Members opposite continuously point out that this legislation would make first nations women's lives better. As is pointed out by Issue Paper No. 10 on gender-based analysis, that may actually not be the case, and women may in fact be disadvantaged by this legislation. It says:
Because women are more likely to be caregivers of dependent children and/or adults, men may be less likely to retain occupation of the family home on breakdown of a conjugal relationship. As a result, more women than men may be required to financially compensate their spouse or common-law partner for their share of the family home.
That could be a problem for many women. They may be women who work in the home and do not have access to any additional income. They may be women who are underemployed, or they may simply not have been able to put away money that would allow them to buy their family homes from their spouses.
One of the measures called for in the ministerial representative's report is access to a compensation fund that would allow men or women to buy out their spouses. None of that is included in this particular piece of legislation.
One issue pointed out in the ministerial representative's report was that first nations could be placed in a Catch-22 situation in which they would be held to the same standard as provincial governments but would not have the resources and capacity to achieve it. There is nothing in this legislation that addresses that.

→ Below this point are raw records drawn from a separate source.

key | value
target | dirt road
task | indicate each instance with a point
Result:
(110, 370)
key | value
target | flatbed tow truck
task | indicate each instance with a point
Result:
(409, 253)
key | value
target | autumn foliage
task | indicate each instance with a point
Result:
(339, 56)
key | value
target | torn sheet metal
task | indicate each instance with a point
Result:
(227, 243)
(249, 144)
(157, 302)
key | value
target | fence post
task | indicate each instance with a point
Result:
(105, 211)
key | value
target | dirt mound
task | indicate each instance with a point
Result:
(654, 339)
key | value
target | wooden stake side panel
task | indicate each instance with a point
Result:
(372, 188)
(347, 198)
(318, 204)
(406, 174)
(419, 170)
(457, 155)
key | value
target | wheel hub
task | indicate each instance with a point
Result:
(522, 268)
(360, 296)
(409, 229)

There are a number of other issues I would like to cover in terms of non-legislative measures. However, I will not be able to do that in the limited time available.
Therefore, I move:
That the motion be amended by deleting all the words after the word “That” and substituting the following:
this House decline to give third reading to Bill S-2, An Act respecting family homes situated on First nation reserves and matrimonial interests or rights in or to structures and lands situated on those reserves, because it:
(a) is primarily a Bill about the division of property on reserve but the Standing Committee on the Status of Women did not focus on this primary purpose during its deliberations;
(b) fails to implement the ministerial representative recommendation for a collaborative approach to development and implementing legislation;
(c) does not recognize First Nations jurisdiction or provide the resources necessary to implement this law;
(d) fails to provide alternative dispute resolution mechanisms at the community level;
(e) does not provide access to justice, especially in remote communities;
(f) does not deal with the need for non-legislative measures to reduce violence against Aboriginal women;
(g) makes provincial court judges responsible for adjudicating land codes for which they have had no training or experience in dealing with; and
(h) does not address underlying issues, such as access to housing and economic security that underlie the problems on-reserve in dividing matrimonial property.